The True Test of Divine Relationship: Matthew 7.15-23
Jesus’ logic is brutal and relentless. Good trees produce ‘good fruit’, bad trees produce ‘bad fruit’. Therefore, if you find a person who, while obviously not perfect (who is!), produces consistently ‘good fruit’ you will have found a person who is on the narrow way and one who is living in the state of ‘eternal life’. Here this state of ‘eternal life’ is not based on any believing in or commitment to Christ, but is the direct outcome of a life that seeks those things that are ‘dearest to the heart of God’. What is it that sums up this great heart-beat of God? It is nothing other than "Do to others what you would have them do to you"!

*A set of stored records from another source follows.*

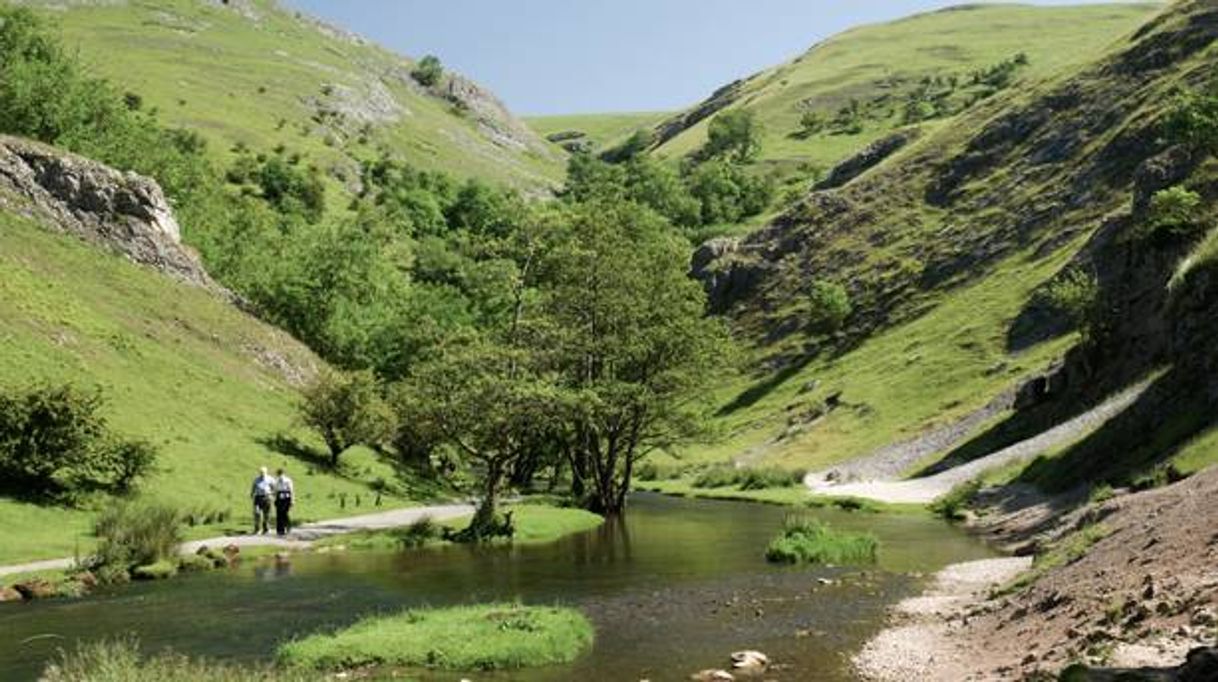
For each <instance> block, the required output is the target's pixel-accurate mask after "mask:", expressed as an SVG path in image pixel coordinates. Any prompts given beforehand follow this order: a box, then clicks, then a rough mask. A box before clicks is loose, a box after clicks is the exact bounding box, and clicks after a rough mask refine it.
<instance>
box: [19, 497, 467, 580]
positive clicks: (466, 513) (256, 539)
mask: <svg viewBox="0 0 1218 682" xmlns="http://www.w3.org/2000/svg"><path fill="white" fill-rule="evenodd" d="M473 513H474V507H473V505H469V504H437V505H432V507H408V508H404V509H393V510H391V512H380V513H378V514H365V515H363V516H348V518H346V519H334V520H330V521H317V522H314V524H305V525H302V526H300V527H297V529H295V530H294V531H292V532H291V533H289V535H287V536H286V537H278V536H274V535H230V536H219V537H209V538H206V540H194V541H190V542H186V543H184V544H183V546H181V553H183V554H194V553H195V552H197V550H199V548H200V547H203V546H207V547H228V546H229V544H235V546H238V547H257V546H274V547H283V548H285V549H305V548H307V547H309V546H312V544H313V542H314V541H317V540H320V538H323V537H328V536H333V535H342V533H348V532H356V531H370V530H384V529H395V527H400V526H408V525H410V524H413V522H415V521H418V520H419V519H421V518H424V516H431V518H432V519H436V520H443V519H454V518H458V516H465V515H469V514H473ZM74 561H76V559H72V558H67V559H50V560H46V561H29V563H26V564H13V565H11V566H0V576H5V575H13V574H27V572H33V571H49V570H62V569H69V568H72V565H73V563H74Z"/></svg>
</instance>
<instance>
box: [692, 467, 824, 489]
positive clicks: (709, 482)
mask: <svg viewBox="0 0 1218 682" xmlns="http://www.w3.org/2000/svg"><path fill="white" fill-rule="evenodd" d="M805 474H806V471H804V470H801V469H798V470H790V469H781V468H778V466H759V468H753V466H734V465H731V464H720V465H716V466H710V468H708V469H705V470H703V471H702V473H700V474H698V477H695V479H694V480H693V487H695V488H726V487H737V488H739V490H742V491H759V490H770V488H786V487H790V486H798V485H800V483H803V481H804V475H805Z"/></svg>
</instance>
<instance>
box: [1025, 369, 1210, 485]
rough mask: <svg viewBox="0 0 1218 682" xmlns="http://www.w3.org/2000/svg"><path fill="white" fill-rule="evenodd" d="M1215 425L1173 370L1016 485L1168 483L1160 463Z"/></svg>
mask: <svg viewBox="0 0 1218 682" xmlns="http://www.w3.org/2000/svg"><path fill="white" fill-rule="evenodd" d="M1216 424H1218V414H1216V412H1214V409H1213V403H1212V402H1211V401H1209V399H1207V398H1206V396H1205V391H1201V390H1197V388H1196V387H1195V386H1192V385H1191V382H1190V381H1189V380H1188V378H1184V376H1180V375H1179V373H1178V371H1175V370H1173V371H1169V373H1167V374H1164V375H1163V376H1161V378H1160V379H1158V380H1156V381H1155V382H1153V384H1152V385H1151V386H1150V387H1149V388H1147V390H1146V391H1145V392H1144V393H1142V395H1141V396H1140V397H1139V398H1138V401H1136V402H1134V404H1132V406H1130V407H1129V408H1127V409H1125V410H1124V412H1122V413H1121V414H1118V415H1116V417H1113V418H1112V419H1110V420H1108V421H1107V423H1105V424H1104V425H1102V426H1100V427H1099V429H1097V430H1096V431H1094V432H1093V434H1090V435H1089V436H1086V437H1085V438H1083V440H1082V441H1079V442H1078V443H1075V445H1073V446H1072V447H1069V448H1068V449H1067V451H1066V452H1063V453H1062V454H1060V455H1057V457H1054V458H1039V459H1037V460H1034V462H1033V463H1032V464H1029V465H1028V466H1027V468H1026V469H1024V470H1023V473H1022V474H1021V475H1019V477H1018V479H1017V482H1022V483H1030V485H1034V486H1037V487H1039V488H1041V490H1044V491H1046V492H1062V491H1067V490H1071V488H1073V487H1077V486H1082V485H1094V483H1101V482H1107V483H1111V485H1114V486H1132V487H1135V488H1138V487H1146V486H1149V485H1157V483H1158V482H1172V479H1173V477H1175V476H1178V474H1173V473H1172V468H1170V466H1167V465H1166V463H1167V462H1168V460H1169V459H1172V457H1173V455H1175V454H1177V453H1179V452H1180V449H1181V448H1183V447H1184V446H1185V445H1186V443H1188V442H1189V441H1190V440H1191V438H1192V437H1194V436H1196V435H1197V434H1200V432H1201V431H1203V430H1206V429H1208V427H1211V426H1213V425H1216ZM1160 477H1162V479H1163V481H1158V479H1160Z"/></svg>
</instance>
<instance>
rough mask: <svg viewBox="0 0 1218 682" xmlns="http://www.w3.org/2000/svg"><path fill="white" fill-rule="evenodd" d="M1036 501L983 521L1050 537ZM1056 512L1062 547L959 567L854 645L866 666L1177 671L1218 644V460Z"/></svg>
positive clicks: (1008, 536)
mask: <svg viewBox="0 0 1218 682" xmlns="http://www.w3.org/2000/svg"><path fill="white" fill-rule="evenodd" d="M1037 507H1038V508H1039V510H1038V512H1033V513H1032V515H1033V516H1038V518H1040V520H1041V522H1040V524H1029V522H1028V519H1029V515H1028V512H1029V509H1028V508H1019V507H1018V505H1017V507H1016V508H1013V509H1007V510H1005V512H1002V513H998V514H995V515H993V516H989V518H983V519H982V521H979V522H978V526H979V530H982V531H983V532H987V533H989V535H991V536H995V537H1000V536H1004V537H1006V538H1007V540H1013V538H1016V537H1017V536H1018V535H1021V533H1023V535H1026V533H1027V532H1028V531H1029V530H1039V533H1038V535H1040V536H1044V533H1045V526H1044V521H1046V520H1051V519H1046V518H1045V513H1044V512H1045V508H1044V505H1043V504H1038V505H1037ZM1056 521H1057V524H1056V525H1057V526H1058V530H1060V532H1061V536H1060V538H1058V541H1060V542H1058V543H1057V547H1060V548H1061V547H1065V548H1066V549H1065V550H1061V549H1058V550H1051V552H1049V553H1046V554H1043V555H1041V557H1040V558H1039V559H1038V560H1037V563H1035V565H1033V561H1032V560H1030V559H1023V558H1013V559H1006V560H999V561H982V563H972V564H959V565H955V566H949V568H948V569H945V570H944V571H943V572H940V574H939V575H938V576H937V580H935V583H934V585H933V586H932V587H931V589H929V591H928V592H927V593H926V594H923V596H922V597H917V598H914V599H910V600H906V602H904V603H901V604H900V605H899V606H898V608H896V609H895V610H894V614H893V624H892V626H890V627H889V628H888V630H885V631H884V632H882V633H881V635H879V636H877V637H876V638H875V639H872V641H871V642H870V643H868V644H867V645H866V648H865V649H864V650H862V652H861V653H860V654H859V655H857V656H856V659H855V666H856V670H857V671H859V673H860V676H861V677H864V678H866V680H872V681H877V682H887V681H898V680H914V678H918V680H1024V678H1028V676H1034V675H1037V673H1050V675H1056V673H1057V672H1058V671H1061V670H1062V669H1065V667H1066V666H1068V665H1071V664H1073V663H1086V664H1089V665H1094V666H1102V667H1104V670H1106V671H1112V672H1117V671H1133V670H1136V671H1142V672H1147V671H1149V672H1151V673H1158V675H1167V673H1170V672H1174V667H1175V666H1177V665H1180V664H1181V663H1184V660H1185V656H1186V654H1188V653H1189V652H1190V650H1191V649H1194V648H1197V647H1213V645H1214V644H1218V641H1216V639H1218V468H1211V469H1209V470H1207V471H1203V473H1201V474H1197V475H1195V476H1192V477H1191V479H1188V480H1185V481H1181V482H1179V483H1175V485H1172V486H1168V487H1163V488H1158V490H1151V491H1145V492H1140V493H1132V494H1123V496H1118V497H1116V498H1113V499H1110V501H1107V502H1102V503H1095V504H1093V505H1089V507H1084V508H1083V509H1080V510H1079V512H1074V513H1071V514H1066V515H1058V516H1057V519H1056ZM1026 538H1027V537H1026ZM1027 569H1030V571H1028V570H1027ZM979 653H984V655H979ZM1172 678H1174V677H1172ZM1201 678H1211V677H1201Z"/></svg>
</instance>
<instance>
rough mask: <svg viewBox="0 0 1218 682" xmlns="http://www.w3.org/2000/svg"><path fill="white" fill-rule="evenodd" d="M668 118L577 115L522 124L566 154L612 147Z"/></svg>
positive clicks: (601, 113) (537, 116)
mask: <svg viewBox="0 0 1218 682" xmlns="http://www.w3.org/2000/svg"><path fill="white" fill-rule="evenodd" d="M667 116H669V114H667V113H663V112H655V111H644V112H630V113H576V114H569V116H532V117H527V118H525V123H527V124H529V127H530V128H532V129H533V130H536V132H537V134H538V135H542V136H543V138H546V139H547V140H549V141H552V142H554V144H557V145H559V146H561V147H563V149H565V150H568V151H596V150H603V149H605V147H608V146H611V145H613V144H614V142H618V141H620V140H621V139H622V138H626V136H627V135H630V134H632V133H633V132H635V130H646V129H648V128H652V127H653V125H655V124H657V123H659V122H660V121H663V119H664V118H665V117H667Z"/></svg>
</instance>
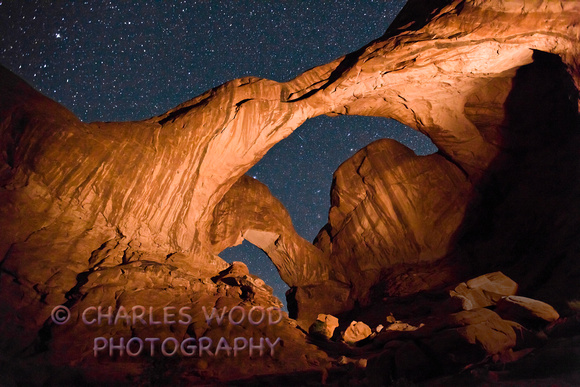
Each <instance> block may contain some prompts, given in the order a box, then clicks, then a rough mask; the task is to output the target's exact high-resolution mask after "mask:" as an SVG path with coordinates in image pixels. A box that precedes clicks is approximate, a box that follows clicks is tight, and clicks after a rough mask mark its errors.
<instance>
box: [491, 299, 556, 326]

Jesus goes further and says something that still sends disturbing shivers down the theological spines of evangelicals. He declares that not everyone who confesses the Lordship of Jesus Christ and can claim success in prophecy and demonic deliverance in Christ’s name will automatically enter the kingdom of God. Evangelical consternation arises because Jesus’ declaration appears to radically fly in the face of what Paul would later assert in Romans 10.9, “That if you confess with your mouth, ‘Jesus is Lord,’ and believe in your heart that God raised him from the dead, you will be saved.”
But Jesus is quite specific. Only those who do "the will of my Father in Heaven" qualify for the kingdom. And what is the will of the Father? Once again Jesus spells it out. ‘The will of the Father’ in this Matthew 7 teaching, is not ‘faith in Christ’. It is nothing other than the ‘Golden Rule’. These ‘good trees’ are, to change the metaphor (7.24-27), those whose lives are ‘built on the rock’ of the golden rule. These are the wise men and women who survive the storms of life.

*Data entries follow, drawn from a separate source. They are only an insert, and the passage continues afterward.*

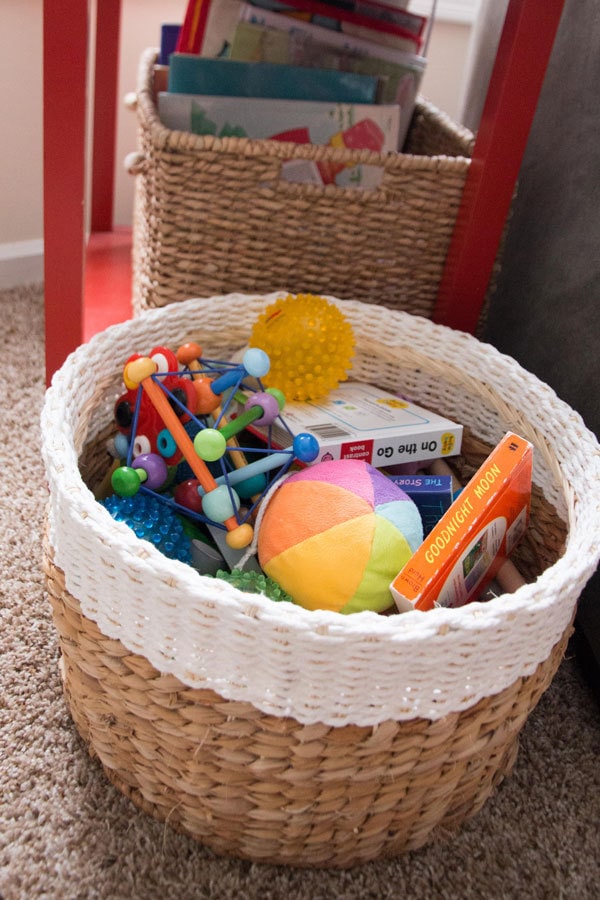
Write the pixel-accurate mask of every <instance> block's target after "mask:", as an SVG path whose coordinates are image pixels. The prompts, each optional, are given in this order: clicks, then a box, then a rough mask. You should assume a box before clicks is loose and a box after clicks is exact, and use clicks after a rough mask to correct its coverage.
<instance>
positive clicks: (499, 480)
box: [391, 432, 531, 610]
mask: <svg viewBox="0 0 600 900" xmlns="http://www.w3.org/2000/svg"><path fill="white" fill-rule="evenodd" d="M530 452H531V444H529V443H528V442H527V441H525V440H523V439H522V438H520V437H518V436H517V435H515V434H513V433H512V432H509V433H508V434H507V435H505V437H504V438H503V439H502V441H500V443H499V444H498V446H497V447H496V448H495V449H494V450H493V451H492V452H491V454H490V455H489V457H488V458H487V459H486V461H485V462H484V464H483V465H482V466H481V468H480V469H479V470H478V471H477V472H476V473H475V475H474V476H473V478H472V479H471V480H470V481H469V483H468V484H467V486H466V487H465V488H464V490H463V491H462V492H461V493H460V494H459V496H458V497H457V499H456V500H455V501H454V502H453V503H452V505H451V507H450V509H448V511H447V512H446V513H445V514H444V515H443V516H442V518H441V519H440V521H439V522H438V524H437V526H436V527H435V528H434V529H433V530H432V531H431V533H430V534H429V536H428V537H427V539H426V540H425V541H424V542H423V544H421V546H420V547H419V548H418V549H417V551H416V552H415V553H414V554H413V556H412V557H411V558H410V559H409V561H408V562H407V564H406V565H405V566H404V568H403V569H402V570H401V572H399V574H398V575H397V576H396V578H395V579H394V581H393V582H392V585H391V588H392V593H394V595H395V596H397V597H398V598H400V599H401V600H402V601H403V602H405V603H406V608H408V607H409V606H410V605H412V606H414V607H415V608H416V609H423V610H425V609H431V608H432V607H433V605H434V599H435V597H434V590H433V588H434V587H435V585H436V583H437V582H439V581H443V579H444V577H445V573H446V571H447V569H448V566H449V565H451V564H452V562H453V560H454V558H455V556H456V550H457V547H459V546H461V545H462V544H464V543H465V541H467V539H468V536H469V535H470V534H474V533H476V532H477V530H478V529H479V528H480V527H481V525H482V524H483V521H482V520H483V519H484V517H485V515H486V513H487V510H488V509H489V506H490V504H491V503H492V502H493V501H494V499H495V498H497V496H498V494H499V492H501V491H502V490H504V488H505V486H506V484H507V483H508V481H509V480H510V478H511V477H512V476H513V474H514V472H515V471H516V470H518V468H519V467H520V465H521V463H522V461H523V460H524V459H525V457H526V456H527V455H528V454H529V453H530Z"/></svg>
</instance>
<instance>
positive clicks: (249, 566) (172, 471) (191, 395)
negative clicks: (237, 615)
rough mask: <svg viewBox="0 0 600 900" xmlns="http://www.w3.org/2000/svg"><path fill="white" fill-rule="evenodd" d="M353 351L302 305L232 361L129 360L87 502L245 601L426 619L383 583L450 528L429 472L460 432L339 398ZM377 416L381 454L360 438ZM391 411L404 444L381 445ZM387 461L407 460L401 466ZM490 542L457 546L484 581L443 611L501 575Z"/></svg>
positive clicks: (260, 320) (338, 315)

How to ‘inherit eternal life’, according to Jesus: Luke 10.25-37
A Jewish lawyer comes to Jesus and tests him with the question, "What must I do to inherit eternal life?" Once again the reply Jesus gives is not the sort of answer that either the early church Apostles or later evangelicals would ever offer. Jesus unequivocally states that the keeping of the great commandment, "Love the Lord your God with all your heart, soul, strength and mind and your neighbour as yourself," will ensure that a person inherits eternal life. "Do this and you will live," are his exact words.
Such radical simplicity was immensely threatening to the established Jewish religious system of the day. With this one statement, Jesus had dropped an ‘atomic bomb’ into the midst of hundreds of years of accumulated ecclesiastical Jewish baggage, burning to the heart of what the great commandment had always taught – a simple yet radically costly way of living in right relationship with God and with one another. What obviously scandalised the Jewish authorities was that what Jesus was saying undermined the need for Torah, priesthood, Temple and perhaps even the sacrificial system itself.
Divine relationship, Jesus reiterates, is all to do with the state of a person’s heart. Their treatment of others will be an accurate reflection of that heart state. In saying what he did, all Jesus was doing was repeating what the Great Commandment had said all along, and what the prophets Isaiah, Jeremiah and others had thundered at Israel hundreds of years earlier. But Jesus hadn’t finished, and his ensuing story about the ‘Good Samaritan’ would have hit his audience like atomic explosion number two!
In this famous story Jesus makes the hero a man from the hated Samaritan sect. In his wonderful book Desire of the Everlasting Hills, biblical historian Thomas Cahill writes of the Jew’s hatred of the Samaritans:
“There is no hatred so intense as odium theologicum - hatred for those nearby who are religiously similar to oneself but nevertheless different. For them [Samaritans] the Jews reserved a contempt they did not display even towards gentiles." (1)
It would have been impossible for any Jew in the listening crowd that day not to have realised instantly the unmistakable and none too subtle inference of his story. Jesus was making the monstrous claim that a despised Samaritan heretic had ‘eternal life’, by virtue of the fact that he had kept the commandment to ‘love your neighbour as yourself’. Even worse, if that were possible, was Jesus’ clear message that members of the Jewish religious élite did not have eternal life, because they had chosen to break the same great commandment!